The Reverse of The Law of Large Numbers
Kieran Kelly, Przemyslaw Repetowicz, Seosamh macReamoinn

TL;DR
This paper explores how increasing the number of outcomes in a fixed-size sample can cause the sample mean to diverge from the population mean, effectively reversing the traditional law of large numbers.
Contribution
It introduces conditions under which the variance of the sample mean increases with the number of outcomes, highlighting a reverse effect to the law of large numbers.
Findings
Variance of the sample mean can increase with more outcomes.
Sample mean divergence occurs under specific conditions.

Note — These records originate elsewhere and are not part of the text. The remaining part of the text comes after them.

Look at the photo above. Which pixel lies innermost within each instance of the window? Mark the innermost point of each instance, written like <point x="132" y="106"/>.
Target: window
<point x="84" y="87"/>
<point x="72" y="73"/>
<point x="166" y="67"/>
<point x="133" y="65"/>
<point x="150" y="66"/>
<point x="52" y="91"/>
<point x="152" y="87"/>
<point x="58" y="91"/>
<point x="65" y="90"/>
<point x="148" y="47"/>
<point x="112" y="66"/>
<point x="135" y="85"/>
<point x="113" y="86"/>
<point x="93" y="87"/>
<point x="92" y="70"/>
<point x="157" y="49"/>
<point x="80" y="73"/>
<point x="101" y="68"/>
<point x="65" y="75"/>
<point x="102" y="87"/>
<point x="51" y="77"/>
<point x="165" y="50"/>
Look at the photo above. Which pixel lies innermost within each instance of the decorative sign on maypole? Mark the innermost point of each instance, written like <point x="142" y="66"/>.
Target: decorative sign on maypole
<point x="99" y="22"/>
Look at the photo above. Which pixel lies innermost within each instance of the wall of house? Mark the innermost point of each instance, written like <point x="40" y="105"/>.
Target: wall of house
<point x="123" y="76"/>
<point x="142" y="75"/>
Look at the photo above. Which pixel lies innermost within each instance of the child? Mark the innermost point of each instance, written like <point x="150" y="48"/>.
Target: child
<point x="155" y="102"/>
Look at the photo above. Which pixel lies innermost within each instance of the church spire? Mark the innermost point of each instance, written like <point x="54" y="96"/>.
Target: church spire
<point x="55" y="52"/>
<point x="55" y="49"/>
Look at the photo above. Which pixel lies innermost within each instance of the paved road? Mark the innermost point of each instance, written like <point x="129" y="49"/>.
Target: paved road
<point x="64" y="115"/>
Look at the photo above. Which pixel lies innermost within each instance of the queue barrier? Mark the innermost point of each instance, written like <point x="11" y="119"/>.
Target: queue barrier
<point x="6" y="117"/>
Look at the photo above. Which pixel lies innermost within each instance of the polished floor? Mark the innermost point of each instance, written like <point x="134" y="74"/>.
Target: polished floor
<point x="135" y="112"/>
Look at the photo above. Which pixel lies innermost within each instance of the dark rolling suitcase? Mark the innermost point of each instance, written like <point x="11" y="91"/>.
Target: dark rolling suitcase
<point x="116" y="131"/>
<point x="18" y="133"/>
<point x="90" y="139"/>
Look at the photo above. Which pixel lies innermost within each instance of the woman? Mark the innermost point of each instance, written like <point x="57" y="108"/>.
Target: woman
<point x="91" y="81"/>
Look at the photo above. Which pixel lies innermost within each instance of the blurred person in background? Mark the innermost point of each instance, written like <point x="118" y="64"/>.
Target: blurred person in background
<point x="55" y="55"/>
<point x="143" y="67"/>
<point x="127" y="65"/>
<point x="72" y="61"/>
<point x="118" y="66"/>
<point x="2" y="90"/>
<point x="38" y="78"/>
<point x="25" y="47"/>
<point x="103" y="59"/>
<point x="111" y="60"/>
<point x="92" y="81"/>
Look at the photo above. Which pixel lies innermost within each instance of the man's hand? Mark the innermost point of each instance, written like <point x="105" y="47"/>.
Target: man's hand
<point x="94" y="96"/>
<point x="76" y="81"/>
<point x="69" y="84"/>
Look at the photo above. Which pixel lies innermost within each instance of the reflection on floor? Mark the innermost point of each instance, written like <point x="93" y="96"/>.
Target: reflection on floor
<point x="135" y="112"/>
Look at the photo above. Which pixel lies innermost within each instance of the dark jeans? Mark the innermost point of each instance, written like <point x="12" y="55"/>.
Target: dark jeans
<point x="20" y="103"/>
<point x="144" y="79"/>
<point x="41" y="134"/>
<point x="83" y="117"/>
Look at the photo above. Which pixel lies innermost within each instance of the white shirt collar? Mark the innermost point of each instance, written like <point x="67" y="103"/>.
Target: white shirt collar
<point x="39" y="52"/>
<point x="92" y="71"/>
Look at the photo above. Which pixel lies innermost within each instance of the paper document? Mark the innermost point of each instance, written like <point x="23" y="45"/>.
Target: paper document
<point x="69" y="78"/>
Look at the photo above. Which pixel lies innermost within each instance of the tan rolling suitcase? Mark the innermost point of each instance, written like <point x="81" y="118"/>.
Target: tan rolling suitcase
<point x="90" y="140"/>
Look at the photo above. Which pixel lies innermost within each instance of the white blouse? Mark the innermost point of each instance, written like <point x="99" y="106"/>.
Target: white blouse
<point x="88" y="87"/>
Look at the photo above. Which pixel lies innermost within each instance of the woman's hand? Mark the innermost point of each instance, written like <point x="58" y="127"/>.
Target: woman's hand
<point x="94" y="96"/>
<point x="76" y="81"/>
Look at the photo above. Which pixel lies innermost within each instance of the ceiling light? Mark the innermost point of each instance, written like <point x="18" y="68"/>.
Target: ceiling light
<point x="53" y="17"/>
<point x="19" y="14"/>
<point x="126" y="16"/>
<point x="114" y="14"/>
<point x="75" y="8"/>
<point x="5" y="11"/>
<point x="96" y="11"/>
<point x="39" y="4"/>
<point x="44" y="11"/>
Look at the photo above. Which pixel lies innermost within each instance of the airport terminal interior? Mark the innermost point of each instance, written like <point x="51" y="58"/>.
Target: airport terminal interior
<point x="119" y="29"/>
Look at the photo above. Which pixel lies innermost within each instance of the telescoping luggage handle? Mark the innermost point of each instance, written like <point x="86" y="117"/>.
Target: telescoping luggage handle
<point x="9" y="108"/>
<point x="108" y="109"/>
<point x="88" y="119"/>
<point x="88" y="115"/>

Results are relevant for finite discrete random variable sampling.
Abstract
The Law of Large Numbers tells us that as the sample size (N) is increased, the sample mean converges on the population mean, provided that the latter exists. In this paper, we investigate the opposite effect: keeping the sample size fixed while increasing the number of outcomes (M) available to a discrete random variable. We establish sufficient conditions for the variance of the sample mean to increase monotonically with the number of outcomes, such that the sample mean ``diverges'' from the population mean, acting like an ``reverse'' to the law of large numbers. These results, we believe, are relevant to many situations which require sampling of statistics of certain finite discrete random variables.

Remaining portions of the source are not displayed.